De boomgaard en de bruidegom
Toch zien wij uit naar meer. Niet voor niets horen we aan het einde van het lijdensverhaal spreken over een boomgaard of tuin (Gr.: kèpos – Joh. 19,41). Onmiddellijk komt daarmee het Hooglied in onze herinnering. Waar is de bruidegom? De aarde wordt een liefdesparadijs als wij, mensen van Zijn volk, God trouw zijn. De mannen zijn naar huis, maar Maria Magdalena zal Hem, de bruidegom, ontmoeten. Ze denkt eerst dat Hij de tuinman is. Niet zo gek gedacht: Hij, de nieuwe Adam, is immers de Heer van de tuin en de koning van de nieuwe aarde.
Dood, waar is uw prikkel?
Johannes beschrijft ons Jezus die Zijn lijden volbracht heeft als de Heer van ons allen, onze voorganger die de dood overwon. Zeker, Hij was gewond, de leerlingen moeten allemaal zijn wonden zien, Tomas pas na acht dagen (20,24-29), maar Zijn dood was niet het einde. Er is een nieuw begin rond deze rechtvaardige. Er eindigde niets op Goede Vrijdag – het is onmiddellijk Pasen, en Pinksteren tegelijk: Hij gaf de Geest (19,30). Hij gaf die Geest aan de Vader, maar via Hem gaf Hij die door aan ons.

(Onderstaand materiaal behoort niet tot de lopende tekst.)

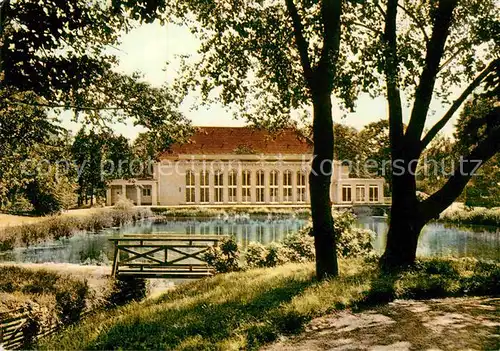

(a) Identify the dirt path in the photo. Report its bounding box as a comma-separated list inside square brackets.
[266, 297, 500, 351]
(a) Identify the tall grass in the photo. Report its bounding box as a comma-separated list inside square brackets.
[440, 207, 500, 226]
[38, 259, 500, 350]
[0, 208, 152, 251]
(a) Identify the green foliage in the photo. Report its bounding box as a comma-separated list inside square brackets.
[108, 277, 147, 306]
[205, 211, 374, 273]
[204, 238, 241, 273]
[283, 225, 316, 262]
[333, 211, 373, 257]
[0, 209, 151, 251]
[55, 280, 89, 325]
[0, 266, 91, 324]
[245, 242, 267, 268]
[264, 243, 292, 267]
[38, 259, 500, 350]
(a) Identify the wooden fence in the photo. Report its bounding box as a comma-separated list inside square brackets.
[109, 233, 227, 279]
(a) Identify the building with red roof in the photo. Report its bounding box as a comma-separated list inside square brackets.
[107, 127, 384, 206]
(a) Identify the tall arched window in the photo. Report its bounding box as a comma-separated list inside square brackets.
[297, 171, 306, 202]
[241, 170, 252, 202]
[186, 171, 196, 204]
[227, 170, 238, 202]
[200, 171, 210, 203]
[269, 170, 279, 202]
[283, 170, 292, 202]
[255, 171, 266, 202]
[214, 171, 224, 202]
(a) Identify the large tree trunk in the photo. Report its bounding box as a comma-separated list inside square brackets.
[381, 150, 426, 269]
[381, 207, 425, 270]
[309, 93, 338, 279]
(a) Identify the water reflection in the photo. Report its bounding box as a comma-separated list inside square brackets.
[358, 217, 500, 260]
[0, 217, 500, 264]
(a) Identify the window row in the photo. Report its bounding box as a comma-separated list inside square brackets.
[186, 170, 307, 203]
[342, 184, 379, 202]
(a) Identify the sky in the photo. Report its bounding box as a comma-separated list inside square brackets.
[62, 23, 458, 140]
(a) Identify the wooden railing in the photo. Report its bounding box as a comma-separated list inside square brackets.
[109, 233, 227, 279]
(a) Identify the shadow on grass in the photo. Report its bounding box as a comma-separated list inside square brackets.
[87, 279, 314, 349]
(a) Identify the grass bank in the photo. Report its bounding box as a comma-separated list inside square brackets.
[0, 207, 152, 251]
[439, 207, 500, 226]
[38, 259, 500, 350]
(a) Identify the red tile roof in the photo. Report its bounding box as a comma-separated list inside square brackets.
[160, 127, 312, 158]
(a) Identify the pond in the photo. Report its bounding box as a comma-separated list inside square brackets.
[0, 217, 500, 265]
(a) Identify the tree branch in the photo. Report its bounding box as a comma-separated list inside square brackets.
[398, 4, 429, 44]
[352, 22, 384, 36]
[384, 0, 403, 154]
[7, 99, 124, 111]
[406, 0, 458, 142]
[420, 107, 500, 219]
[286, 0, 313, 89]
[421, 59, 500, 150]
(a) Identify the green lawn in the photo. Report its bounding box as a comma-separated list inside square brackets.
[39, 259, 500, 350]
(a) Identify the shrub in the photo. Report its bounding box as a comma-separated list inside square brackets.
[109, 277, 147, 306]
[244, 243, 268, 268]
[0, 208, 152, 251]
[204, 238, 241, 273]
[2, 195, 34, 214]
[283, 224, 316, 262]
[56, 280, 89, 324]
[264, 243, 291, 267]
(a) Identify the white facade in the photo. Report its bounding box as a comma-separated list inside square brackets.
[107, 154, 384, 206]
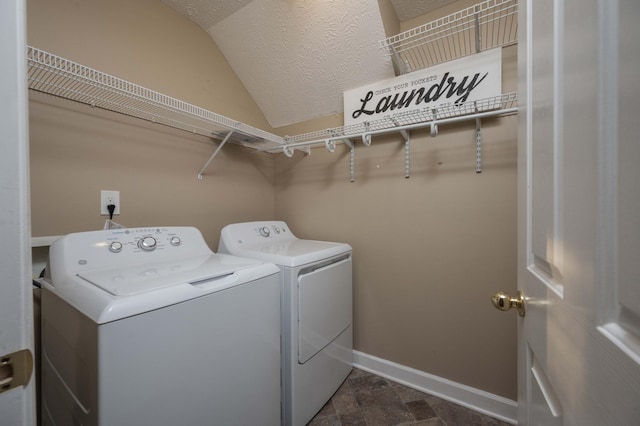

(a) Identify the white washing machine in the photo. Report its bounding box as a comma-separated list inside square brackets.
[218, 221, 353, 426]
[41, 227, 281, 426]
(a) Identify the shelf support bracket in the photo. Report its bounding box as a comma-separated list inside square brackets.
[362, 121, 371, 146]
[198, 130, 233, 180]
[476, 118, 482, 173]
[400, 130, 411, 179]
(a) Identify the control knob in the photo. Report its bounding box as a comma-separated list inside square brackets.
[258, 226, 271, 238]
[138, 237, 158, 251]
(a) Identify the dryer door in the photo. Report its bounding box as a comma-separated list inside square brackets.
[298, 256, 352, 364]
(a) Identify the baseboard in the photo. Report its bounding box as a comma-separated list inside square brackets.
[353, 351, 518, 425]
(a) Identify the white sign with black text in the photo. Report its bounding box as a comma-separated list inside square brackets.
[344, 48, 502, 125]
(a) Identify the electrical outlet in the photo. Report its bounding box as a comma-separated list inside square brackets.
[100, 191, 120, 216]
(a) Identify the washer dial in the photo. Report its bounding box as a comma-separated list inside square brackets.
[138, 237, 158, 251]
[258, 226, 271, 238]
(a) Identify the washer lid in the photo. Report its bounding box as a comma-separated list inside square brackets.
[232, 239, 351, 267]
[77, 254, 260, 296]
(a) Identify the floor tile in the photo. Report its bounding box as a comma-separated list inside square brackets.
[309, 368, 508, 426]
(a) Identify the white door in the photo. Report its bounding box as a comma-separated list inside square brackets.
[518, 0, 640, 426]
[0, 0, 36, 426]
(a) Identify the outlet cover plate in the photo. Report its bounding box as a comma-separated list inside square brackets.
[100, 191, 120, 216]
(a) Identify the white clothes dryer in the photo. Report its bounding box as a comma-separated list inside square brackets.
[41, 227, 281, 426]
[218, 221, 353, 426]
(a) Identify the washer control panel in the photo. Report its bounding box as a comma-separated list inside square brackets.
[50, 226, 213, 271]
[101, 228, 188, 253]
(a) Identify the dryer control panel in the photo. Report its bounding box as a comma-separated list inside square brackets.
[221, 221, 298, 246]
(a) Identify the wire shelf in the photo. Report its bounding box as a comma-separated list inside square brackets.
[285, 92, 518, 147]
[380, 0, 518, 74]
[27, 46, 284, 148]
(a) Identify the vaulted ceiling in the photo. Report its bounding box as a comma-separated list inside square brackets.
[162, 0, 455, 128]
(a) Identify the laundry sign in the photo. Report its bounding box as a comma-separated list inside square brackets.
[344, 48, 502, 125]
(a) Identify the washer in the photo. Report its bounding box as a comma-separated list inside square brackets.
[218, 221, 353, 426]
[42, 227, 281, 426]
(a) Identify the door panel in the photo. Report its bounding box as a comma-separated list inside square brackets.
[518, 0, 640, 425]
[0, 0, 36, 426]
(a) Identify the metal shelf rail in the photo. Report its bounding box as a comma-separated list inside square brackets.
[380, 0, 518, 74]
[27, 46, 284, 179]
[27, 0, 518, 181]
[258, 92, 518, 182]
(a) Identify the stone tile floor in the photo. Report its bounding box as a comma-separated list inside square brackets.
[308, 368, 508, 426]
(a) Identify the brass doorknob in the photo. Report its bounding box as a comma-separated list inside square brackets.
[491, 290, 525, 317]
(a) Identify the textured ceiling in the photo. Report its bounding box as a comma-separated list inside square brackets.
[390, 0, 458, 22]
[162, 0, 453, 128]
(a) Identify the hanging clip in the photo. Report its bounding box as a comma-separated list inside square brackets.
[324, 139, 336, 152]
[431, 121, 438, 138]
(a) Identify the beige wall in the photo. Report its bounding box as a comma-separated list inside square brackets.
[276, 1, 517, 400]
[27, 0, 275, 249]
[28, 0, 516, 399]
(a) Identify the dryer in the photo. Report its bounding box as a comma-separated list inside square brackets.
[218, 221, 353, 426]
[41, 227, 281, 426]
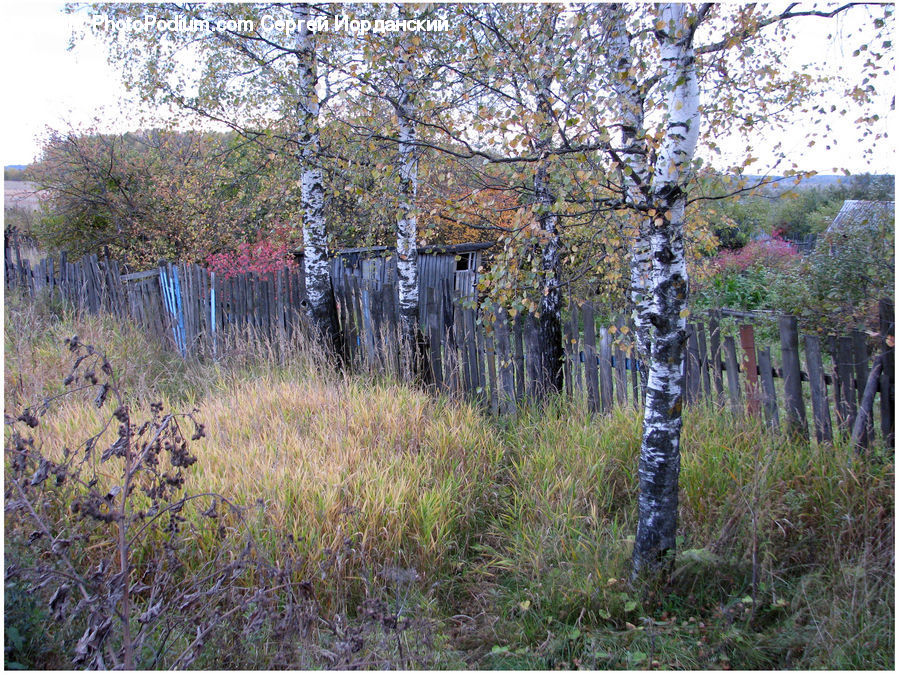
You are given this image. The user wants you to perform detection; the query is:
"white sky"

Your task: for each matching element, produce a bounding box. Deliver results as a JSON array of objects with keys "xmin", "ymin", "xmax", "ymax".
[{"xmin": 0, "ymin": 0, "xmax": 896, "ymax": 173}]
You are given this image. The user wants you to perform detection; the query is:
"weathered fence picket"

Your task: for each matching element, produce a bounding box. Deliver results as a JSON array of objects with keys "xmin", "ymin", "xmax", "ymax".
[{"xmin": 4, "ymin": 250, "xmax": 894, "ymax": 448}]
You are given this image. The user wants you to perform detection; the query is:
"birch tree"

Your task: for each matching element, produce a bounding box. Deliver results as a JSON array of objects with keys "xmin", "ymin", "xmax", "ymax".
[
  {"xmin": 92, "ymin": 3, "xmax": 338, "ymax": 348},
  {"xmin": 395, "ymin": 31, "xmax": 419, "ymax": 354},
  {"xmin": 633, "ymin": 3, "xmax": 709, "ymax": 574},
  {"xmin": 294, "ymin": 4, "xmax": 339, "ymax": 353},
  {"xmin": 599, "ymin": 3, "xmax": 889, "ymax": 577}
]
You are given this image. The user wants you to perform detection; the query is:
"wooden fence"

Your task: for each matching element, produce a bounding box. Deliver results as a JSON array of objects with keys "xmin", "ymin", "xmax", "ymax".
[{"xmin": 4, "ymin": 251, "xmax": 894, "ymax": 446}]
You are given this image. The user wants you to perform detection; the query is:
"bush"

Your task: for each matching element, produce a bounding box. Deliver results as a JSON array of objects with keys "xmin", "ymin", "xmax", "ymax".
[{"xmin": 695, "ymin": 236, "xmax": 800, "ymax": 310}]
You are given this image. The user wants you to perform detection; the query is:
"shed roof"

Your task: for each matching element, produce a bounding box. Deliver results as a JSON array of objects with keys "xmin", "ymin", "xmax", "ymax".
[
  {"xmin": 825, "ymin": 199, "xmax": 894, "ymax": 234},
  {"xmin": 294, "ymin": 242, "xmax": 494, "ymax": 256}
]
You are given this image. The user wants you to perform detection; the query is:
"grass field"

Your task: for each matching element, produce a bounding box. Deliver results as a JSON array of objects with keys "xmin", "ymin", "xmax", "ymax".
[{"xmin": 4, "ymin": 297, "xmax": 894, "ymax": 669}]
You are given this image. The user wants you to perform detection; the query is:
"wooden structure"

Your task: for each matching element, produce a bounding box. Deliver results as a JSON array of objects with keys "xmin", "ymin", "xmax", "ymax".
[{"xmin": 4, "ymin": 250, "xmax": 894, "ymax": 447}]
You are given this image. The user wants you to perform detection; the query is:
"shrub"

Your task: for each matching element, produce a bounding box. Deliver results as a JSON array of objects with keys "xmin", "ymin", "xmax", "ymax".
[{"xmin": 695, "ymin": 233, "xmax": 800, "ymax": 310}]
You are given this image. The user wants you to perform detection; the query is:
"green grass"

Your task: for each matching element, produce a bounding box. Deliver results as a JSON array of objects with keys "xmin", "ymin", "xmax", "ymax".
[{"xmin": 4, "ymin": 298, "xmax": 894, "ymax": 669}]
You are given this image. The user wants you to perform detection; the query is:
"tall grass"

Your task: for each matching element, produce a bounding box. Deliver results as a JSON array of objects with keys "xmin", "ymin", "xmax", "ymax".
[{"xmin": 5, "ymin": 302, "xmax": 894, "ymax": 668}]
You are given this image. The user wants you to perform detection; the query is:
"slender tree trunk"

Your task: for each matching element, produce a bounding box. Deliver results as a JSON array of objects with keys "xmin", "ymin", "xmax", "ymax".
[
  {"xmin": 606, "ymin": 3, "xmax": 651, "ymax": 390},
  {"xmin": 632, "ymin": 3, "xmax": 708, "ymax": 577},
  {"xmin": 396, "ymin": 39, "xmax": 419, "ymax": 368},
  {"xmin": 294, "ymin": 4, "xmax": 340, "ymax": 354},
  {"xmin": 534, "ymin": 164, "xmax": 564, "ymax": 398},
  {"xmin": 526, "ymin": 49, "xmax": 564, "ymax": 399}
]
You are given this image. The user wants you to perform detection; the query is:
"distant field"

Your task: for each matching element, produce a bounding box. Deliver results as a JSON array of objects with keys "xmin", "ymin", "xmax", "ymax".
[{"xmin": 3, "ymin": 180, "xmax": 39, "ymax": 212}]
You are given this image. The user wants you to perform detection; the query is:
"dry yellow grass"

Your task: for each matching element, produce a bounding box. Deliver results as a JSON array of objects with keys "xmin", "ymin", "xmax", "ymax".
[{"xmin": 21, "ymin": 362, "xmax": 503, "ymax": 571}]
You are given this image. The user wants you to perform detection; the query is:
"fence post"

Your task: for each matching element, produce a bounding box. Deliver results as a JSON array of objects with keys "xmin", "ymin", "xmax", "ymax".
[
  {"xmin": 738, "ymin": 324, "xmax": 760, "ymax": 416},
  {"xmin": 684, "ymin": 323, "xmax": 700, "ymax": 403},
  {"xmin": 778, "ymin": 315, "xmax": 809, "ymax": 438},
  {"xmin": 804, "ymin": 335, "xmax": 832, "ymax": 443},
  {"xmin": 757, "ymin": 347, "xmax": 778, "ymax": 429},
  {"xmin": 878, "ymin": 298, "xmax": 894, "ymax": 448},
  {"xmin": 709, "ymin": 310, "xmax": 725, "ymax": 404},
  {"xmin": 835, "ymin": 337, "xmax": 856, "ymax": 431},
  {"xmin": 724, "ymin": 335, "xmax": 741, "ymax": 415},
  {"xmin": 584, "ymin": 302, "xmax": 600, "ymax": 413}
]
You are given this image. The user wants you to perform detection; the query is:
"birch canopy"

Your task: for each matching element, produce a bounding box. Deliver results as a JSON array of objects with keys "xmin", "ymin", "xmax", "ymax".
[{"xmin": 82, "ymin": 2, "xmax": 894, "ymax": 577}]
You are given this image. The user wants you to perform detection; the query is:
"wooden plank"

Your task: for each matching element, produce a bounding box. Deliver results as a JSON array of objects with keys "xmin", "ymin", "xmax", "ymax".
[
  {"xmin": 684, "ymin": 323, "xmax": 700, "ymax": 403},
  {"xmin": 697, "ymin": 321, "xmax": 712, "ymax": 398},
  {"xmin": 723, "ymin": 335, "xmax": 742, "ymax": 415},
  {"xmin": 757, "ymin": 347, "xmax": 779, "ymax": 429},
  {"xmin": 563, "ymin": 310, "xmax": 574, "ymax": 398},
  {"xmin": 878, "ymin": 298, "xmax": 894, "ymax": 448},
  {"xmin": 613, "ymin": 315, "xmax": 628, "ymax": 406},
  {"xmin": 709, "ymin": 312, "xmax": 725, "ymax": 405},
  {"xmin": 482, "ymin": 325, "xmax": 500, "ymax": 415},
  {"xmin": 513, "ymin": 314, "xmax": 525, "ymax": 401},
  {"xmin": 835, "ymin": 336, "xmax": 856, "ymax": 431},
  {"xmin": 850, "ymin": 356, "xmax": 883, "ymax": 452},
  {"xmin": 597, "ymin": 326, "xmax": 613, "ymax": 414},
  {"xmin": 850, "ymin": 330, "xmax": 875, "ymax": 448},
  {"xmin": 778, "ymin": 316, "xmax": 809, "ymax": 438},
  {"xmin": 494, "ymin": 307, "xmax": 516, "ymax": 414},
  {"xmin": 582, "ymin": 302, "xmax": 600, "ymax": 413},
  {"xmin": 428, "ymin": 286, "xmax": 444, "ymax": 391},
  {"xmin": 569, "ymin": 303, "xmax": 584, "ymax": 396},
  {"xmin": 121, "ymin": 270, "xmax": 159, "ymax": 281},
  {"xmin": 738, "ymin": 324, "xmax": 761, "ymax": 416},
  {"xmin": 628, "ymin": 316, "xmax": 643, "ymax": 408},
  {"xmin": 463, "ymin": 308, "xmax": 484, "ymax": 400},
  {"xmin": 803, "ymin": 335, "xmax": 832, "ymax": 443}
]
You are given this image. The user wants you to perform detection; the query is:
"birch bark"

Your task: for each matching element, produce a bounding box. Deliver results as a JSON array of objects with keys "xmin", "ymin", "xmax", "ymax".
[
  {"xmin": 632, "ymin": 3, "xmax": 708, "ymax": 577},
  {"xmin": 607, "ymin": 3, "xmax": 651, "ymax": 389},
  {"xmin": 529, "ymin": 49, "xmax": 564, "ymax": 398},
  {"xmin": 294, "ymin": 4, "xmax": 340, "ymax": 353},
  {"xmin": 396, "ymin": 38, "xmax": 419, "ymax": 355}
]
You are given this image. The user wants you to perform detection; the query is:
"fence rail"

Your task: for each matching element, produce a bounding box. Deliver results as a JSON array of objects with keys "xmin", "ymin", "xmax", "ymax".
[{"xmin": 4, "ymin": 250, "xmax": 894, "ymax": 446}]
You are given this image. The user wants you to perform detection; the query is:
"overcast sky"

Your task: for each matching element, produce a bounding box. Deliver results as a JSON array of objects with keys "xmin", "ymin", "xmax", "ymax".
[{"xmin": 0, "ymin": 0, "xmax": 896, "ymax": 173}]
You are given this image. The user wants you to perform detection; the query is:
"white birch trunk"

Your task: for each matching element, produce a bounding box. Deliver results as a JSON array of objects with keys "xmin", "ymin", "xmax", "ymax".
[
  {"xmin": 607, "ymin": 3, "xmax": 651, "ymax": 389},
  {"xmin": 632, "ymin": 3, "xmax": 704, "ymax": 577},
  {"xmin": 294, "ymin": 4, "xmax": 338, "ymax": 348},
  {"xmin": 396, "ymin": 43, "xmax": 419, "ymax": 354},
  {"xmin": 526, "ymin": 56, "xmax": 564, "ymax": 399}
]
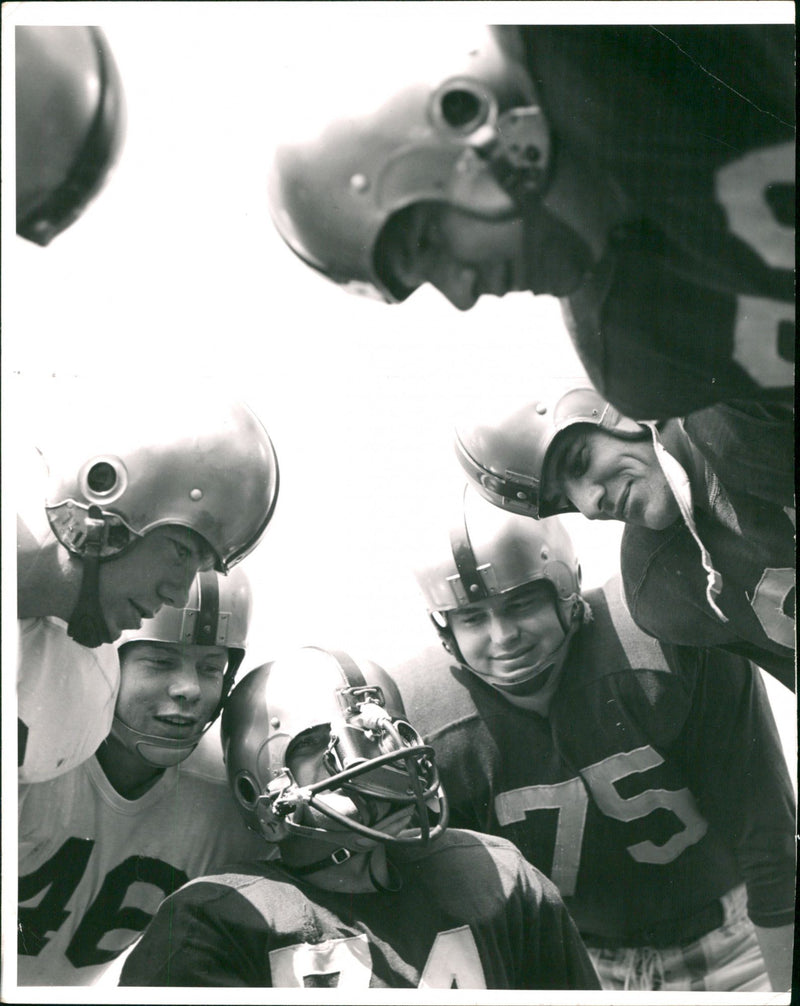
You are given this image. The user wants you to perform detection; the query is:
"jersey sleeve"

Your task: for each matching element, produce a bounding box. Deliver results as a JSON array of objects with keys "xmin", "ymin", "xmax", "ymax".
[
  {"xmin": 620, "ymin": 513, "xmax": 795, "ymax": 690},
  {"xmin": 672, "ymin": 650, "xmax": 795, "ymax": 927},
  {"xmin": 17, "ymin": 618, "xmax": 120, "ymax": 783},
  {"xmin": 684, "ymin": 401, "xmax": 795, "ymax": 508},
  {"xmin": 520, "ymin": 856, "xmax": 600, "ymax": 990},
  {"xmin": 120, "ymin": 879, "xmax": 264, "ymax": 988},
  {"xmin": 528, "ymin": 25, "xmax": 795, "ymax": 420}
]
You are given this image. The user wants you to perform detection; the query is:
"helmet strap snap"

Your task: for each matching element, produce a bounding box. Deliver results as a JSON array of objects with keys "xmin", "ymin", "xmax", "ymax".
[{"xmin": 281, "ymin": 847, "xmax": 352, "ymax": 877}]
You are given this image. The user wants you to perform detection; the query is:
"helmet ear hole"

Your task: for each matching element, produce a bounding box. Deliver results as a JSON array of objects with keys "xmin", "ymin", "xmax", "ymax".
[
  {"xmin": 235, "ymin": 773, "xmax": 260, "ymax": 810},
  {"xmin": 87, "ymin": 461, "xmax": 117, "ymax": 495},
  {"xmin": 78, "ymin": 455, "xmax": 128, "ymax": 505},
  {"xmin": 439, "ymin": 87, "xmax": 489, "ymax": 133}
]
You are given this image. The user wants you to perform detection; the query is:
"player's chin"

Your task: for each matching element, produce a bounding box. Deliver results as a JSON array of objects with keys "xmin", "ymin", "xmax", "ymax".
[{"xmin": 630, "ymin": 494, "xmax": 680, "ymax": 531}]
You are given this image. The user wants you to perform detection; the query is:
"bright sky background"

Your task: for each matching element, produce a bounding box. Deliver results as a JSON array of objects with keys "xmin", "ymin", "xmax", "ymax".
[{"xmin": 2, "ymin": 2, "xmax": 795, "ymax": 997}]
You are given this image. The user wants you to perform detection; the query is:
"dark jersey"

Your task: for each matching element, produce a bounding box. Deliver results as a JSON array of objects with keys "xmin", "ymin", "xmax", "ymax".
[
  {"xmin": 393, "ymin": 581, "xmax": 795, "ymax": 946},
  {"xmin": 120, "ymin": 831, "xmax": 600, "ymax": 992},
  {"xmin": 513, "ymin": 24, "xmax": 795, "ymax": 418},
  {"xmin": 621, "ymin": 405, "xmax": 795, "ymax": 689}
]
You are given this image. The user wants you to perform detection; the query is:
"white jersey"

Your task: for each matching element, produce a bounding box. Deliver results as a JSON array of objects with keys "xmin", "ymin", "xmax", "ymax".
[
  {"xmin": 17, "ymin": 616, "xmax": 120, "ymax": 783},
  {"xmin": 17, "ymin": 744, "xmax": 271, "ymax": 985}
]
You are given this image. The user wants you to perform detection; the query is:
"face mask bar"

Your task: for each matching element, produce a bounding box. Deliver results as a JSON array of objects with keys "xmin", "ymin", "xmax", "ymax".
[{"xmin": 259, "ymin": 686, "xmax": 448, "ymax": 845}]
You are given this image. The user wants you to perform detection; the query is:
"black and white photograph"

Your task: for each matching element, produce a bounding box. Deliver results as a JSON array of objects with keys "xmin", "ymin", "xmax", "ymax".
[{"xmin": 0, "ymin": 0, "xmax": 798, "ymax": 1006}]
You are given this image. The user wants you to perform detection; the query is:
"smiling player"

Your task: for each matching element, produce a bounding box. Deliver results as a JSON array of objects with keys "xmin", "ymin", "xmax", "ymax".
[{"xmin": 17, "ymin": 567, "xmax": 261, "ymax": 985}]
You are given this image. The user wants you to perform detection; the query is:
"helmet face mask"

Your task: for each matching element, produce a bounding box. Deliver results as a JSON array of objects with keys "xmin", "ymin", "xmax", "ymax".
[
  {"xmin": 222, "ymin": 647, "xmax": 447, "ymax": 851},
  {"xmin": 111, "ymin": 567, "xmax": 253, "ymax": 768}
]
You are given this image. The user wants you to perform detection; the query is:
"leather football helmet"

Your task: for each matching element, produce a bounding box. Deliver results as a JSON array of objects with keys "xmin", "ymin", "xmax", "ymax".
[
  {"xmin": 15, "ymin": 25, "xmax": 126, "ymax": 245},
  {"xmin": 455, "ymin": 385, "xmax": 650, "ymax": 518},
  {"xmin": 269, "ymin": 25, "xmax": 550, "ymax": 302},
  {"xmin": 415, "ymin": 486, "xmax": 585, "ymax": 666},
  {"xmin": 42, "ymin": 395, "xmax": 279, "ymax": 572},
  {"xmin": 221, "ymin": 647, "xmax": 448, "ymax": 853},
  {"xmin": 111, "ymin": 566, "xmax": 253, "ymax": 768}
]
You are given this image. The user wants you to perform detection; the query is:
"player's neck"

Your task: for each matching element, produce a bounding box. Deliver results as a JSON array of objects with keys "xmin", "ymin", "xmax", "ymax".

Er is een nieuw begin rond deze rechtvaardige. God richt zijn feestmaal aan op zijn heilige berg en vernietigt het rouwkleed dat over alle volken ligt. Hij vernietigt de dood voor altijd en droogt ieders tranen (Jes. 25,6-9). In de verte horen we een joodse man sarrend uitroepen: ‘Dood, waar is je prikkel, dood, waar is je overwinning?’ (1 Kor. 15,55). Vandaag roept diezelfde man, Paulus, ons op om te zoeken wat boven is. Ons leven verborgen en geborgen in God (1 Kol. 3,1-4). En de psalmist roept blij uit: ‘Ik zal niet sterven, maar leven en verkondigen wat de Heer voor mij deed’ (Ps. 118,17).